We shall return, O hills; [we] shall return, O heights

[We] shall return to childhood; [we] shall return to youth

To Jihad in the hills; [to] harvest in the land

(Our Beautiful Language, Grade 5, Part 1 (2011) p. 50)

(Emphasized by the undersigned)

  1. The terms Jihad, struggle and blood imply that the implementation of the “Right of Return” does not stand alone but rather comes within the wider context of the liberation struggle against Israel, which necessitates a few references to this latter issue
  2. In the light of the above quotes and as summed up by Dr. Groiss in his article:

“The manifestations of the “Right of Return” in the PA textbooks taught in UNRWA’s schools are not nostalgic literary pieces. Rather, as presented to the Palestinian students and shown here, the “Right of Return” plays a prominent role in the Palestinian political vision of a continued struggle against a delegitimized and demonized Israel until its eventual destruction. The educational services provided by UNRWA to Palestinian students thus help to propagate this non-peaceful line, in absolute contradiction to the Agency’s declared mission”.

  1. Therefore and given the fact that your country economically supports UNRWA, we hereby wish to make the following request of you:

10.1. To demand that the schools immediately erase from the textbooks any content which denies the existence of the State of Israel or undermines it, and/or encourages, directly or indirectly, “The right of return”, and/or the use of any violence of any kind.
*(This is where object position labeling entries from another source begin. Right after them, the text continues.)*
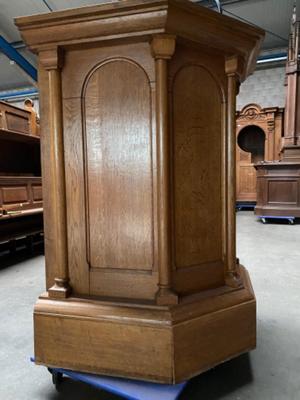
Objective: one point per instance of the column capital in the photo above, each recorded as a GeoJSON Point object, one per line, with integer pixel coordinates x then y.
{"type": "Point", "coordinates": [163, 46]}
{"type": "Point", "coordinates": [234, 66]}
{"type": "Point", "coordinates": [51, 58]}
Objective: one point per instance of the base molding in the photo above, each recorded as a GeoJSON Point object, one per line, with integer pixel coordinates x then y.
{"type": "Point", "coordinates": [155, 343]}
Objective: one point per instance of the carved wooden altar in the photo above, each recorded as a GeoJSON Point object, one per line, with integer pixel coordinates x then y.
{"type": "Point", "coordinates": [138, 117]}
{"type": "Point", "coordinates": [278, 183]}
{"type": "Point", "coordinates": [259, 134]}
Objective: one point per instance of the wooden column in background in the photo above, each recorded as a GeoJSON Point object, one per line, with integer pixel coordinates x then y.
{"type": "Point", "coordinates": [163, 47]}
{"type": "Point", "coordinates": [51, 60]}
{"type": "Point", "coordinates": [232, 277]}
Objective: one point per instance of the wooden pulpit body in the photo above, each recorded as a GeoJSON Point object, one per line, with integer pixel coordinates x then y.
{"type": "Point", "coordinates": [138, 144]}
{"type": "Point", "coordinates": [258, 138]}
10.2. To condition the continuation of the economic aid which your government gives to UNRWA on the erasing from the textbooks any hostile content as described above and to demand that the schools, without derogating from the above, do not and will not transmit to the pupils any hostile material orally or by any other including electronic means

10.3. If, despite the above, a school, some of the schools or all of them do not act in accordance with the above, your government will immediately stop the economic aid which is given them.

10.4. To demand towards the end of every school year ( around May-June), as a precondition of the continuation of the economic aid which your government gives to the school, a written confirmation from the Ministry of Education of Israel that the textbooks of the following school year follow the criteria as specified above.

10.5. This letter does not constitute a waiver of any claim and/or exhaust any claim of my client.

Sincerely Yours,

Chenia Schorr-Stolberg, Adv.

AusAID referred J-Wire to a 2011 statement made by an UNRWA spokesperson and told us: “ I am advised you will need to contact UNRWA directly to discuss the material it uses in its education programs.”

The 2011 statement: “Our curriculum and textbooks have been subjected to independent review. UNRWA in the West Bank and Gaza uses the books of the Palestinian Ministry of Education, which makes sense given that we are preparing students for public exams. A US State Department review of the text books used by UNRWA found them to be free of incitement, that the curriculum was “peaceful” and one in which “religious and political tolerance was emphasized”.

http://www.unrwa.org/ etemplate.php?id=1088

The spokesperson for AusAID added: “The Australian government supports the important work UNRWA does for Palestinian refugees in urgent humanitarian need in the Middle East region, and will continue its partnership with UNRWA.”